Estas comunidades hablan criollos de base léxica inglesa y perpetúan un patrimonio inmaterial de una riqueza poco común: el tembe (escultura y pintura sobre madera con entrelazados geométricos, inscrito en el inventario del patrimonio cultural inmaterial francés), la piragua tallada a mano, las danzas bushikondesama y una gastronomía en la que el ñame ocupa un lugar central.
Para situar esta cultura en el conjunto del territorio, nuestra guía completa de Guayana Francesa detalla los pueblos, las lenguas y las regiones de este departamento de ultramar.

El ñame, hilo conductor de las fiestas bushinengue
En la cosmogonía de los pueblos cimarrones, como en muchas tradiciones de África Occidental, la cosecha del ñame marca el paso de un ciclo agrícola al siguiente. Se cultiva en los terrenos desbrozados al borde del bosque, y su primera cosecha se comparte en familia antes que cualquier otro consumo: un gesto de gratitud hacia los antepasados y la tierra.

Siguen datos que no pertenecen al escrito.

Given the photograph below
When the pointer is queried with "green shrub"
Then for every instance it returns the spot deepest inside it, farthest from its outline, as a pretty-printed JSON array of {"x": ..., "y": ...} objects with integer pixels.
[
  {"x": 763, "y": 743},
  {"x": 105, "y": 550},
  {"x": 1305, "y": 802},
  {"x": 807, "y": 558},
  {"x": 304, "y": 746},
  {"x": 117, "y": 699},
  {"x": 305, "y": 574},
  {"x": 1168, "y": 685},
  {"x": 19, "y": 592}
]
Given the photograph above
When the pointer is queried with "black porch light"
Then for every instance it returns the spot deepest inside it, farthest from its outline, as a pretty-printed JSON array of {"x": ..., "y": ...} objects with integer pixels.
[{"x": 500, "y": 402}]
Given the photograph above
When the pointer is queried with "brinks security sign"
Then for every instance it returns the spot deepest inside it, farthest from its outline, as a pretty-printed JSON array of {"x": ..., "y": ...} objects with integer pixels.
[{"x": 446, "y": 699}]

Se degusta hervido, machacado o como acompañamiento de pescados del río y carne ahumada, a menudo con couac (sémola de mandioca tostada) preparado ante los ojos de los visitantes durante las festividades.

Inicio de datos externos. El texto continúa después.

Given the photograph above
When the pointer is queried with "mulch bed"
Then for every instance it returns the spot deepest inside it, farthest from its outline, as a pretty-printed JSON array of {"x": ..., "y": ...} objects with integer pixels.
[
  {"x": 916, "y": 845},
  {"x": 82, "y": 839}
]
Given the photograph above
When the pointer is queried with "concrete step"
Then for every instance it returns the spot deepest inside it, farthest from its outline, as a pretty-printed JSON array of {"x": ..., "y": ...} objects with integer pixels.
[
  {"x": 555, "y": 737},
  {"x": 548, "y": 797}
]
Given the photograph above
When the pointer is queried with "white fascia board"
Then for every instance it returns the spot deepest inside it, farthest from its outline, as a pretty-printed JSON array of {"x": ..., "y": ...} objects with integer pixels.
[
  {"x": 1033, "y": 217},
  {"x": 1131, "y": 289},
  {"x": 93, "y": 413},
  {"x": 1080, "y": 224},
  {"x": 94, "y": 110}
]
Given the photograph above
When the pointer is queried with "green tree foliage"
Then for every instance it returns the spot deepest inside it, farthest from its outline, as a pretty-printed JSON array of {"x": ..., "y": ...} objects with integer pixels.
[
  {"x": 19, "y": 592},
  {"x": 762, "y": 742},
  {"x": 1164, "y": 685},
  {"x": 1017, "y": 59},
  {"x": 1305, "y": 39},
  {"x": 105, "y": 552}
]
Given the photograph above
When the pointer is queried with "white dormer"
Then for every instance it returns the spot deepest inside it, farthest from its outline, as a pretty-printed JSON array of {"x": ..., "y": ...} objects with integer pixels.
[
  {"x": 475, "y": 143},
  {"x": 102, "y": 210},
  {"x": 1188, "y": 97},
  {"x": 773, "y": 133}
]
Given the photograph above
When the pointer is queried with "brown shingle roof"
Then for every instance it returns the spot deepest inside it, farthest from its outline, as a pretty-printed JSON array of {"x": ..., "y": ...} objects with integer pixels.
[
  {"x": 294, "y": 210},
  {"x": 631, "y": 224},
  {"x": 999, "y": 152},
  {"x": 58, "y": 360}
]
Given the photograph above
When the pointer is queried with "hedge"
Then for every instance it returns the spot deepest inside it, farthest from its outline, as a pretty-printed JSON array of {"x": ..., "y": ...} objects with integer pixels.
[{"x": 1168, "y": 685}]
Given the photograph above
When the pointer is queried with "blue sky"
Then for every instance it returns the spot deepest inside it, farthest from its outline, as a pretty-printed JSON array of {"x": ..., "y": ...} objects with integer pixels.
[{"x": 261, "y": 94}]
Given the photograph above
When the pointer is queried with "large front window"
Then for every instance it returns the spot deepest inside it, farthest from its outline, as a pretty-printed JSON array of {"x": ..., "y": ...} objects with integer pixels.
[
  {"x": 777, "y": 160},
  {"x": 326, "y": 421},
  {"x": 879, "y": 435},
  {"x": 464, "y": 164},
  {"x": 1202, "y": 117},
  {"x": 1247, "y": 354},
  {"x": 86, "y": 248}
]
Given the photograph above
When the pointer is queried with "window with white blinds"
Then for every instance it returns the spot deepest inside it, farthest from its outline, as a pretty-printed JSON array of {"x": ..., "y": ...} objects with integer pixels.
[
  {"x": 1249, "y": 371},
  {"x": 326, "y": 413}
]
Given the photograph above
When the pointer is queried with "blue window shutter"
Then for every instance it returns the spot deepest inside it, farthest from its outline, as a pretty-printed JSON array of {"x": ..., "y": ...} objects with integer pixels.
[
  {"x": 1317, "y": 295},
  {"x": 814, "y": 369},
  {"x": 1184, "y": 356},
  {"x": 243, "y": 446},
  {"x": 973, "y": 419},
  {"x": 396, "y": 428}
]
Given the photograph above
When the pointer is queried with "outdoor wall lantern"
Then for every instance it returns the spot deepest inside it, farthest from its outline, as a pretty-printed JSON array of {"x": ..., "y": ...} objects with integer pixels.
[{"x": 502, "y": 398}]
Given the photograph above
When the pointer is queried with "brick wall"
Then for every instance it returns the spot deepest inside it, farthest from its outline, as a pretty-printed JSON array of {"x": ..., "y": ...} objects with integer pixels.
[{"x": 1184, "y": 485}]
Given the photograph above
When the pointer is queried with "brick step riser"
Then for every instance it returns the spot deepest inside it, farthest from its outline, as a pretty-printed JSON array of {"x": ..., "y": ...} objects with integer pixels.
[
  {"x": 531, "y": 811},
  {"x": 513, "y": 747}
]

En Saint-Laurent-du-Maroni, este homenaje al tubérculo se vive menos como una «fiesta del ñame» oficial y fija que como una dimensión de las grandes celebraciones identitarias bushinengue. Comprender este matiz evita muchas decepciones y permite llegar en el momento adecuado.
Calendario orientativo de las celebraciones en Saint-Laurent
Las fechas exactas varían cada año según las asociaciones locales (en particular la asociación Respeki) y el municipio. He aquí un calendario orientativo que conviene contrastar antes de tu visita:
El Doo Udu y el Día de los pueblos cimarrones — 10 de octubre
Es la cita más importante. El 10 de octubre celebra la libertad reconquistada mediante el cimarronaje. El ritual del Doo Udu («cortar la madera») se desarrolla en piraguas sobre el Maroni, acompañado de cantos, tambores y demostraciones de artesanía. En las orillas de La Charbonnière se asiste a la fabricación del couac, a talleres de danza y cocina, y a degustaciones donde el ñame y las raíces feculentas son protagonistas.
Las Jornadas de la cultura bushinengue — principios de octubre
A lo largo de varios días en torno al 10 de octubre (a menudo los días 6, 7 y 10), estas jornadas proponen talleres de música, de tembe, de cocina tradicional y desfiles. Es la ocasión ideal para conversar directamente con los portadores de la tradición.
Trimestres y encuentros bushinengue — según programación
A lo largo del año, «trimestres» o ciclos culturales ponen en valor la piragua, el tembe o los cantos. Infórmate en la oficina de turismo del oeste guayanés a tu llegada.
Consejo local: la estación seca (de mediados de julio a mediados de noviembre) coincide en parte con estas festividades de octubre. Pistas transitables, río más tranquilo y cielo despejado: es la mejor época para combinar cultura y naturaleza.
Vivir la cultura bushinengue de manera responsable
Estas celebraciones son ante todo momentos comunitarios, no espectáculos turísticos. Algunas pautas para acercarse a ellas con respeto:
- Pide permiso antes de fotografiar, en particular durante los rituales y en las piraguas;
- Compra la artesanía directamente a los creadores (tembe, calabazas grabadas, peines): es el apoyo más directo a este patrimonio;
- Da preferencia a un guía o un piragüero bushinengue para remontar el río: su saber de navegación se transmite de generación en generación;
- Prueba sin temor el couac, el ñame machacado y el pescado ahumado que se ofrecen en los puestos.